After the discussion of this interesting question was supposed to have been closed, and France was believed to have been entirely content with that system in which the United States found themselves bound to persevere, some complaints were made, not against the principles adopted by the government, but against the application of those principles to particular cases supposed not to come within them. The neutrality of the United States could not permit prize to be made of vessels belonging to nations with whom they were at peace, within their jurisdiction; or by privateers fitted out in their own ports. Regulations to this effect were necessarily made; and to enforce the observance of those regulations, was a duty not to be dispensed with. The right of one of the belligerent powers, to obtain the release of a vessel captured under such circumstances, was as sacred as the right of the captor to a vessel taken on the high seas and which according to the usages of war was lawful prize. The United States were bound to respect the rights of both. To do so, it was necessary to examine the facts; for which purpose, a tribunal, in which both parties might be fairly heard, was unavoidable. Some complaints were made of particular vexations, and each complaint has heretofore been particularly attended to. It is believed to be unnecessary to review these several cases, because

the undersigned are entirely persuaded that explanations, already given, must have been completely satisfactory. Should any one of them be still considered as furnishing subject for complaint, the undersigned will proceed to its investigation, with the most sincere desire to attain truth, and to redress the wrong, if any has been committed.

During this period, the causes of complaint against France, on the part of the United States, were by no means inconsiderable. Their commerce was not exempt from depredations, believed to be entirely unwarrantable, made upon it by the cruisers of this Republick.

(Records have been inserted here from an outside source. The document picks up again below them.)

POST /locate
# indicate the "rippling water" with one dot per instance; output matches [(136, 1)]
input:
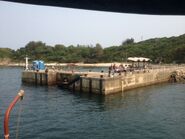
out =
[(155, 112)]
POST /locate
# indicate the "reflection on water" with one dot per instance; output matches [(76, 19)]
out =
[(50, 112)]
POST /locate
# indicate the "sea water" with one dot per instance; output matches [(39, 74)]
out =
[(153, 112)]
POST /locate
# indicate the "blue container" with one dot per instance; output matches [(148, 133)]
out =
[(35, 65), (38, 65), (41, 65)]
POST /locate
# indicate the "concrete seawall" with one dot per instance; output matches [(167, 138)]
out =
[(98, 83)]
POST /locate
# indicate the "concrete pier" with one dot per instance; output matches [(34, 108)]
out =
[(96, 82)]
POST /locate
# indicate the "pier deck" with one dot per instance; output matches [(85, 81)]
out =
[(98, 82)]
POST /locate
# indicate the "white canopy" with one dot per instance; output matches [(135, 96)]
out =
[(136, 59)]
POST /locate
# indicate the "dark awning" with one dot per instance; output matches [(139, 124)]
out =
[(157, 7)]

On the 9th of May, 1793, the national convention passed a decree relative to the commerce of neutrals, the first article of which is in these words: "The French ships of war and privateers may stop and bring into the ports of the Republick, such neutral vessels are are loaded, in whole or in part, either with provisions belonging to neutrals, and destined for enemy ports, or with merchandise belonging to enemies." In consequence of the remonstrances to the American minister, the convention, on the 23d May, declared, "that the vessels of the United States are not comprised in the regulations of the decree of the 9th May." On the 28th of the same month, the convention repealed the decree of the 23d-On the 1st July, they re-established it. On the 27th July, it was again repealed. Under the decree of the 9th May, the vessels of the United States were captured, brought into the ports of France, and their cargoes disposed of. Could this decree, citizen minister, be regarded otherwise than as infringing the laws of nations, the rights of neutrals, and the particular engagements, subsisting between France and the United States?

When on the 8th of June, in the same year, the British government issued a similar order, its injustice produced a ferment throughout America, indicating strong dispositions immediately to oppose its execution by force. The letter of Mr. Jefferson, the then Secretary of State, to the minister plenipotentiary of the United States at London, dated the 7th Sept. 1793, and remonstrating against the order of the 5th June, contains so much justness of sentiment, and strength of argument, as to have been quoted by your predecessor, in his letter to Mr. Monroe of the 9th March, 1796.